Bürgermeister Martin Wächter stellt sich beim Bürgerhaus gegen die CDU. Er will auch beim Nordwall-Parkhaus nicht auf den Abriss drängen.
- Bürgermeister stellt sich in mehreren Punkten gegen die Ortsunion
- Wächter zieht positive Bilanz nach einem Jahr Amtszeit
- 56-Jähriger: Muss nicht immer mit dem Kopf durch die Wand
Der Oesberner Martin Wächter ist ein Jahr als Bürgermeister von Menden im Amt. Im Interview mit WP-Redakteur Arne Poll erzählt der 56-Jährige, warum er viel präsenter sei, als politische Gegner ihm unterstellen, wie er zum Bürgerhaus, Jugendtreffs und Nordwall-Center steht und wie er den Rest seiner Amtszeit angehen will.
Die CDU geht auf Distanz zum Bürgerhaus. Wie stimmt CDU-Mitglied Martin Wächter am 22. November ab, wenn es um die Freigabe weiterer Gelder für die Planung geht?
Das ist erst einmal nur ein Vorschlag einer Ortsunion. Die CDU wird sich auf ihrer Klausurtagung am Wochenende davor mit dem Thema beschäftigen. Ich glaube beim Thema Bürgerhaus hat sich die Diskussion in den letzten Wochen und Monaten verzettelt. Ich stehe nach wie vor zum Bürgerhaus, weil es für mich keine neuen Argumente gibt. Wichtig ist für mich neben dem Bau auch eine klare Entscheidung zum Betreiberkonzept. Damit haben wir jetzt angefangen.
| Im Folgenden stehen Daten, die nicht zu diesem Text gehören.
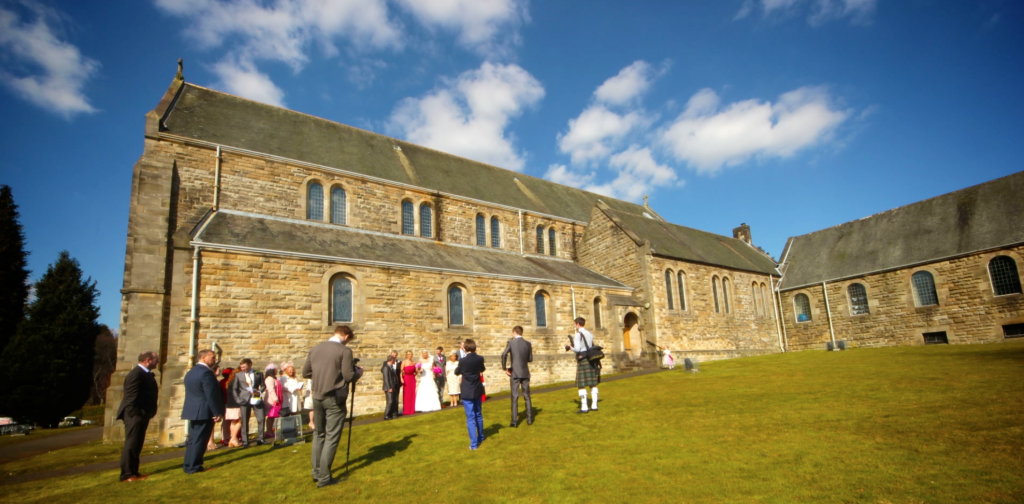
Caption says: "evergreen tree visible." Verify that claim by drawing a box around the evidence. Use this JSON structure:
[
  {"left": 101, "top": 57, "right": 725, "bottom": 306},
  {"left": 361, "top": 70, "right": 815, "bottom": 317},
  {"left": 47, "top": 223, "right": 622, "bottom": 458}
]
[
  {"left": 0, "top": 251, "right": 100, "bottom": 426},
  {"left": 0, "top": 185, "right": 29, "bottom": 353}
]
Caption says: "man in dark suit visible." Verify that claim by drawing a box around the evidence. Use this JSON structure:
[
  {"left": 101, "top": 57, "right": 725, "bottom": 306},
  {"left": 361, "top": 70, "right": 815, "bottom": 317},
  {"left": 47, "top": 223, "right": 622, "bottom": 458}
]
[
  {"left": 117, "top": 351, "right": 160, "bottom": 481},
  {"left": 227, "top": 359, "right": 266, "bottom": 448},
  {"left": 502, "top": 326, "right": 534, "bottom": 427},
  {"left": 381, "top": 354, "right": 401, "bottom": 420},
  {"left": 432, "top": 346, "right": 444, "bottom": 406},
  {"left": 302, "top": 326, "right": 362, "bottom": 489},
  {"left": 455, "top": 339, "right": 486, "bottom": 450},
  {"left": 181, "top": 350, "right": 224, "bottom": 474}
]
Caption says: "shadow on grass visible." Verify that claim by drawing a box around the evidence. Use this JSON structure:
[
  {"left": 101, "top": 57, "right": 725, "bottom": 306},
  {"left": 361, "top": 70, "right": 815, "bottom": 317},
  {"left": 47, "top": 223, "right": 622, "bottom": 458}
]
[{"left": 336, "top": 434, "right": 419, "bottom": 473}]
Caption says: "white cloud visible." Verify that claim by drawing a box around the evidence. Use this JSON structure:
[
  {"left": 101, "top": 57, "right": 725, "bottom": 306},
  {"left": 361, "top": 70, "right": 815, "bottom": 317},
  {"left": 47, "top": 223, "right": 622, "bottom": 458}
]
[
  {"left": 660, "top": 87, "right": 850, "bottom": 172},
  {"left": 544, "top": 164, "right": 595, "bottom": 187},
  {"left": 733, "top": 0, "right": 878, "bottom": 26},
  {"left": 387, "top": 62, "right": 544, "bottom": 171},
  {"left": 155, "top": 0, "right": 401, "bottom": 72},
  {"left": 396, "top": 0, "right": 527, "bottom": 55},
  {"left": 211, "top": 57, "right": 285, "bottom": 107},
  {"left": 594, "top": 60, "right": 654, "bottom": 104},
  {"left": 0, "top": 1, "right": 99, "bottom": 120},
  {"left": 558, "top": 104, "right": 645, "bottom": 164},
  {"left": 558, "top": 60, "right": 660, "bottom": 164}
]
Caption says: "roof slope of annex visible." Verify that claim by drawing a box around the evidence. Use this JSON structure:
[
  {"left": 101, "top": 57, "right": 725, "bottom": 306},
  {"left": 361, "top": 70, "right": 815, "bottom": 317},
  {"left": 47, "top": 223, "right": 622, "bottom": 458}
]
[
  {"left": 162, "top": 83, "right": 642, "bottom": 222},
  {"left": 781, "top": 171, "right": 1024, "bottom": 289},
  {"left": 195, "top": 210, "right": 632, "bottom": 291},
  {"left": 599, "top": 206, "right": 778, "bottom": 275}
]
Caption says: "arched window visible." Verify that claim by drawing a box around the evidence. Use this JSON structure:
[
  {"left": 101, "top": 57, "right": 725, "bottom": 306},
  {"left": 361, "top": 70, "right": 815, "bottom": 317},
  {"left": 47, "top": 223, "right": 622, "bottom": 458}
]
[
  {"left": 846, "top": 284, "right": 871, "bottom": 314},
  {"left": 306, "top": 182, "right": 324, "bottom": 220},
  {"left": 722, "top": 279, "right": 731, "bottom": 313},
  {"left": 793, "top": 293, "right": 811, "bottom": 322},
  {"left": 751, "top": 282, "right": 761, "bottom": 317},
  {"left": 331, "top": 187, "right": 345, "bottom": 224},
  {"left": 420, "top": 203, "right": 434, "bottom": 238},
  {"left": 476, "top": 213, "right": 487, "bottom": 247},
  {"left": 490, "top": 217, "right": 502, "bottom": 249},
  {"left": 331, "top": 276, "right": 352, "bottom": 324},
  {"left": 401, "top": 201, "right": 416, "bottom": 237},
  {"left": 988, "top": 255, "right": 1021, "bottom": 296},
  {"left": 665, "top": 269, "right": 675, "bottom": 309},
  {"left": 449, "top": 285, "right": 466, "bottom": 326},
  {"left": 676, "top": 271, "right": 686, "bottom": 310},
  {"left": 761, "top": 282, "right": 775, "bottom": 319},
  {"left": 910, "top": 271, "right": 939, "bottom": 306},
  {"left": 534, "top": 291, "right": 548, "bottom": 327},
  {"left": 711, "top": 277, "right": 721, "bottom": 313}
]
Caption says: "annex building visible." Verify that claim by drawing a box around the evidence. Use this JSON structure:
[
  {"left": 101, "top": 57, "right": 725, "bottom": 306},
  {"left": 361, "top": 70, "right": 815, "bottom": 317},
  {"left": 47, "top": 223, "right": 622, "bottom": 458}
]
[{"left": 104, "top": 69, "right": 1024, "bottom": 445}]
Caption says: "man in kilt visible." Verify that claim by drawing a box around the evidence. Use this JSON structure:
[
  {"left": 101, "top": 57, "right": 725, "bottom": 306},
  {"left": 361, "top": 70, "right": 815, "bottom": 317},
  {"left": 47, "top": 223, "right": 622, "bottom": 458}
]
[{"left": 565, "top": 317, "right": 601, "bottom": 413}]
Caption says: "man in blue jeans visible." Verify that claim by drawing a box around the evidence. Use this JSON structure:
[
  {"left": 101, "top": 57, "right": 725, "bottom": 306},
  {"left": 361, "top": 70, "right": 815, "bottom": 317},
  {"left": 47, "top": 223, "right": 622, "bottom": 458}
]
[{"left": 455, "top": 339, "right": 486, "bottom": 450}]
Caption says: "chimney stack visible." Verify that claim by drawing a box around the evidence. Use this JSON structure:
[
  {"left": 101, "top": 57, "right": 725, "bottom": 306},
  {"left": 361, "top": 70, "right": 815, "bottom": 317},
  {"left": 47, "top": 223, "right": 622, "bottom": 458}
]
[{"left": 732, "top": 222, "right": 754, "bottom": 245}]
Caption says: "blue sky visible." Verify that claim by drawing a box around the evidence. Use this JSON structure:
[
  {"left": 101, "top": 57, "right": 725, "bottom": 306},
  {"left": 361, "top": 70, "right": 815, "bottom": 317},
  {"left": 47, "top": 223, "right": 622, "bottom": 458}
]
[{"left": 0, "top": 0, "right": 1024, "bottom": 327}]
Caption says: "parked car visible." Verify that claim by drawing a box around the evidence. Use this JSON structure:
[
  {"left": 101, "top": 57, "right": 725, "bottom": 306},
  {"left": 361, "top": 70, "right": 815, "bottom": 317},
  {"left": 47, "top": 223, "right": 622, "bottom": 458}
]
[{"left": 57, "top": 417, "right": 82, "bottom": 427}]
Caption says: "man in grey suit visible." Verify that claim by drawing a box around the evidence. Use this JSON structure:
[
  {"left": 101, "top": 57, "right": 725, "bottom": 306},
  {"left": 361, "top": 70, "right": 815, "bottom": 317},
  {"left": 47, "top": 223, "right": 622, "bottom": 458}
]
[
  {"left": 302, "top": 326, "right": 362, "bottom": 489},
  {"left": 502, "top": 326, "right": 534, "bottom": 427}
]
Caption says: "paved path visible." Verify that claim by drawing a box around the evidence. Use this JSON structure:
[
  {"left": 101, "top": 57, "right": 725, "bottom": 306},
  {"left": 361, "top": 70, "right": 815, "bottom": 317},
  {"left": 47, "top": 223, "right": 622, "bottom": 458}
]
[
  {"left": 0, "top": 369, "right": 664, "bottom": 485},
  {"left": 0, "top": 427, "right": 103, "bottom": 464}
]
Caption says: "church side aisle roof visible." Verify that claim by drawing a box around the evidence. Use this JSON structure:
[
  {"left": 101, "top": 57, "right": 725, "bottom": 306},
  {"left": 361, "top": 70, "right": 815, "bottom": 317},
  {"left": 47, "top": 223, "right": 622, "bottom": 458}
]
[
  {"left": 194, "top": 210, "right": 632, "bottom": 290},
  {"left": 163, "top": 83, "right": 643, "bottom": 222},
  {"left": 601, "top": 207, "right": 778, "bottom": 275},
  {"left": 781, "top": 171, "right": 1024, "bottom": 289}
]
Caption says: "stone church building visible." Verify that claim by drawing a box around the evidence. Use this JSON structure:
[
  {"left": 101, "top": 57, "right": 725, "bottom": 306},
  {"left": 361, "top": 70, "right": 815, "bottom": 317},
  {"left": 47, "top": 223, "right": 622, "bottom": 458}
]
[{"left": 104, "top": 71, "right": 1024, "bottom": 445}]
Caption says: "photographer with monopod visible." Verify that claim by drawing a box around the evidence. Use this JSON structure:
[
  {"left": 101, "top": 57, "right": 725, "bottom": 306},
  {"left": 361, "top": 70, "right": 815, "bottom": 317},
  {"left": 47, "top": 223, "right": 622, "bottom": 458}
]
[{"left": 302, "top": 326, "right": 362, "bottom": 489}]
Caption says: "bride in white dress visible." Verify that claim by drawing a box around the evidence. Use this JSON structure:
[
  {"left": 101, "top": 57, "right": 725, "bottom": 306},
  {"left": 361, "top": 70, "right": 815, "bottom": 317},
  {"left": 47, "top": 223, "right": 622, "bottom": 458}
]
[{"left": 416, "top": 350, "right": 441, "bottom": 412}]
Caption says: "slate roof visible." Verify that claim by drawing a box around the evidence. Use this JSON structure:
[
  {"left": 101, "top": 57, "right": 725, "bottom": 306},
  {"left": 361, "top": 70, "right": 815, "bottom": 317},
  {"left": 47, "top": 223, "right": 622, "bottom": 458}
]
[
  {"left": 194, "top": 210, "right": 632, "bottom": 291},
  {"left": 162, "top": 83, "right": 643, "bottom": 222},
  {"left": 781, "top": 171, "right": 1024, "bottom": 289},
  {"left": 601, "top": 207, "right": 778, "bottom": 276}
]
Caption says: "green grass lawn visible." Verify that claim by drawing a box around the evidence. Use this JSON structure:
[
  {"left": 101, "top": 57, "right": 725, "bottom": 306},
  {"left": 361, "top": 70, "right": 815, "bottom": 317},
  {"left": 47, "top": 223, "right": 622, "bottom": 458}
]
[
  {"left": 0, "top": 342, "right": 1024, "bottom": 503},
  {"left": 0, "top": 425, "right": 98, "bottom": 449}
]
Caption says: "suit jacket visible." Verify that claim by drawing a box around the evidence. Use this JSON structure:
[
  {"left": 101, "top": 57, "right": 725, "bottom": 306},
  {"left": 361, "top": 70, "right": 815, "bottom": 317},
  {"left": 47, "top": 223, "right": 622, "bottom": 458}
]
[
  {"left": 227, "top": 371, "right": 266, "bottom": 407},
  {"left": 455, "top": 353, "right": 487, "bottom": 401},
  {"left": 181, "top": 364, "right": 224, "bottom": 421},
  {"left": 502, "top": 337, "right": 534, "bottom": 380},
  {"left": 117, "top": 365, "right": 160, "bottom": 420},
  {"left": 381, "top": 361, "right": 401, "bottom": 392},
  {"left": 302, "top": 341, "right": 358, "bottom": 400}
]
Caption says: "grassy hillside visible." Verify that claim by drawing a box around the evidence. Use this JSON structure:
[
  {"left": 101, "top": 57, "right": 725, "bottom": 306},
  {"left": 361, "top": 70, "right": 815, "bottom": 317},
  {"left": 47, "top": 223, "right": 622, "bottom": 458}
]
[{"left": 0, "top": 342, "right": 1024, "bottom": 503}]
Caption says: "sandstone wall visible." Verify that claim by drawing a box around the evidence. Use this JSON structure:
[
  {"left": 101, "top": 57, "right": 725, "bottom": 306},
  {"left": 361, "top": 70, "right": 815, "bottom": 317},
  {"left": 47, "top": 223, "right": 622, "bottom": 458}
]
[{"left": 781, "top": 246, "right": 1024, "bottom": 350}]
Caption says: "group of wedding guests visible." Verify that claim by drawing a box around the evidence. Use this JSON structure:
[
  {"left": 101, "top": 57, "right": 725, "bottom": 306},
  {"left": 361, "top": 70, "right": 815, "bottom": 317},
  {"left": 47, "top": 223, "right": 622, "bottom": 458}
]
[
  {"left": 381, "top": 343, "right": 466, "bottom": 420},
  {"left": 199, "top": 359, "right": 313, "bottom": 450}
]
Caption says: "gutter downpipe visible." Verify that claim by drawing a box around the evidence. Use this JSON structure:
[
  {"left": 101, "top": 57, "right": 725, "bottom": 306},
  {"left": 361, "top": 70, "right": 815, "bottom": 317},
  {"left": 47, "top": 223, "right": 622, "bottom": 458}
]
[
  {"left": 768, "top": 275, "right": 788, "bottom": 353},
  {"left": 213, "top": 145, "right": 220, "bottom": 212},
  {"left": 188, "top": 246, "right": 199, "bottom": 369},
  {"left": 569, "top": 284, "right": 577, "bottom": 321},
  {"left": 519, "top": 210, "right": 522, "bottom": 255},
  {"left": 821, "top": 282, "right": 836, "bottom": 348}
]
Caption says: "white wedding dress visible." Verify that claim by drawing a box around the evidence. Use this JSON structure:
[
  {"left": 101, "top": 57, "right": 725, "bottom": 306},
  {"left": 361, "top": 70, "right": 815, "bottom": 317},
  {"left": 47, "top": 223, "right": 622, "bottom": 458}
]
[{"left": 416, "top": 366, "right": 441, "bottom": 412}]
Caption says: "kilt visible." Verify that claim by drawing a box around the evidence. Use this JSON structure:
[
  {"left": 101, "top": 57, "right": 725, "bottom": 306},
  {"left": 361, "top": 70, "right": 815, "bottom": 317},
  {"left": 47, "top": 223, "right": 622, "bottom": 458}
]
[{"left": 577, "top": 359, "right": 601, "bottom": 388}]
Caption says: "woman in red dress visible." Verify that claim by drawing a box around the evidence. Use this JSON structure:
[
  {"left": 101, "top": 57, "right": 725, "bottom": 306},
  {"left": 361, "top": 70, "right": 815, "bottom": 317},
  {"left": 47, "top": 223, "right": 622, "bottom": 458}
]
[{"left": 401, "top": 351, "right": 416, "bottom": 415}]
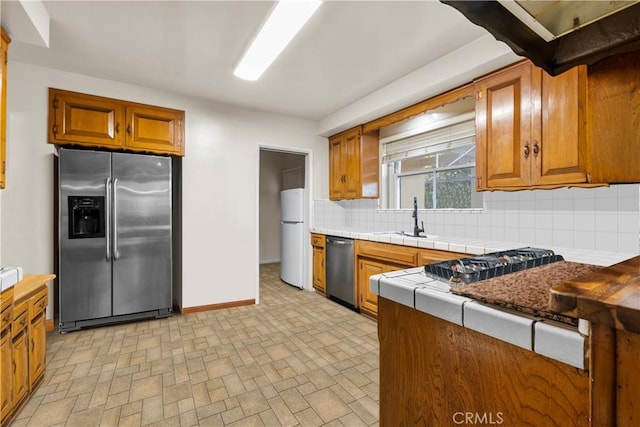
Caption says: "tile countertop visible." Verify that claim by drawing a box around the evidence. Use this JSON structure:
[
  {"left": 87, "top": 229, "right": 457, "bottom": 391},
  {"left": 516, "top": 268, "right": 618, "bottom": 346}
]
[
  {"left": 311, "top": 228, "right": 638, "bottom": 267},
  {"left": 311, "top": 228, "right": 636, "bottom": 369}
]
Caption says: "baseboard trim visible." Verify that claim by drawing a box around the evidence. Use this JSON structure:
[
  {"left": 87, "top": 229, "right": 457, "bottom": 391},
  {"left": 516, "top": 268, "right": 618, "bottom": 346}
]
[{"left": 182, "top": 299, "right": 256, "bottom": 314}]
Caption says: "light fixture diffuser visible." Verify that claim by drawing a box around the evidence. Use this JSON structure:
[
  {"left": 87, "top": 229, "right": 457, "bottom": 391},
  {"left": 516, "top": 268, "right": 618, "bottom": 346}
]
[{"left": 233, "top": 0, "right": 322, "bottom": 80}]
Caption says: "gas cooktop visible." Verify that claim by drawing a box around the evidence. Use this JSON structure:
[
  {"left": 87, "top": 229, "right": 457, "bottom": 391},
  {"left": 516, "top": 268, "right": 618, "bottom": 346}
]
[{"left": 424, "top": 247, "right": 564, "bottom": 286}]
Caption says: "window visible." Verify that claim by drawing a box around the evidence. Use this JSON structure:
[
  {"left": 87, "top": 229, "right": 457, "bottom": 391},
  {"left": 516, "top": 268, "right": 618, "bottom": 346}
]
[{"left": 381, "top": 113, "right": 482, "bottom": 209}]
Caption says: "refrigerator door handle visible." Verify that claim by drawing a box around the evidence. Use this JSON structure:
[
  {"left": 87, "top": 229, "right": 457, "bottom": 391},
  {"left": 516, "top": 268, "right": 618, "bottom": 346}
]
[
  {"left": 104, "top": 178, "right": 111, "bottom": 261},
  {"left": 113, "top": 178, "right": 120, "bottom": 260}
]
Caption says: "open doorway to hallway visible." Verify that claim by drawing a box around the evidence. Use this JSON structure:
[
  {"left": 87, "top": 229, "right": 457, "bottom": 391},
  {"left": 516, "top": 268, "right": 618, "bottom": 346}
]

Man hat in der Diskussion Investitionsausgaben mit Kosten gleichgesetzt. Das ist natürlich nicht der Fall. Das hat der Kollege Band von den Grünen sehr treffend dargestellt. Wir müssen mal wieder etwas ‘runterkommen und uns mit den Fakten beschäftigen. Was für mich aber entscheidend ist: Was kostet später der Betrieb des Bürgerhauses? Vielleicht kommen gar keine Kosten auf die Stadt zu, weil alles mit ehrenamtlichem Engagement geht. Vielleicht muss man aber doch personell aufstocken.
Haben Sie Ihrer Fraktion Ihre Haltung schon mitgeteilt?
Ich war ja bei der Entscheidung der CDU-Fraktion im September des vergangenen Jahres selbst Vorsitzender. Wesentliche neue Argumente habe ich seitdem nicht gehört. Die Nachfrage nach den Kosten ist auch nicht neu.
Es stehen immer wieder neue Zahlen zum Bürgerhaus im Raum. Mancher behauptet schon, sie seien aus dem Rathaus lanciert worden. Fehlt da nicht eine klare Linie?
Es sind bisher noch nicht alle Aufwendungen für den Bau dargestellt, weil das erst im Verfahren kommt. Sie müssen immer wieder nach und nach Aufträge vergeben. Sie sind an Ausschreibungsrecht gebunden. Wir haben in der Tat noch nicht alle Aufwendungen festliegen. Ja, wir haben noch nicht alle Kosten feststehen, weil sich das erst ergibt.
Ist das nicht genau das Problem, dass man erst viel Geld in die Hand nehmen muss, bevor man weiß, was das ganze kostet?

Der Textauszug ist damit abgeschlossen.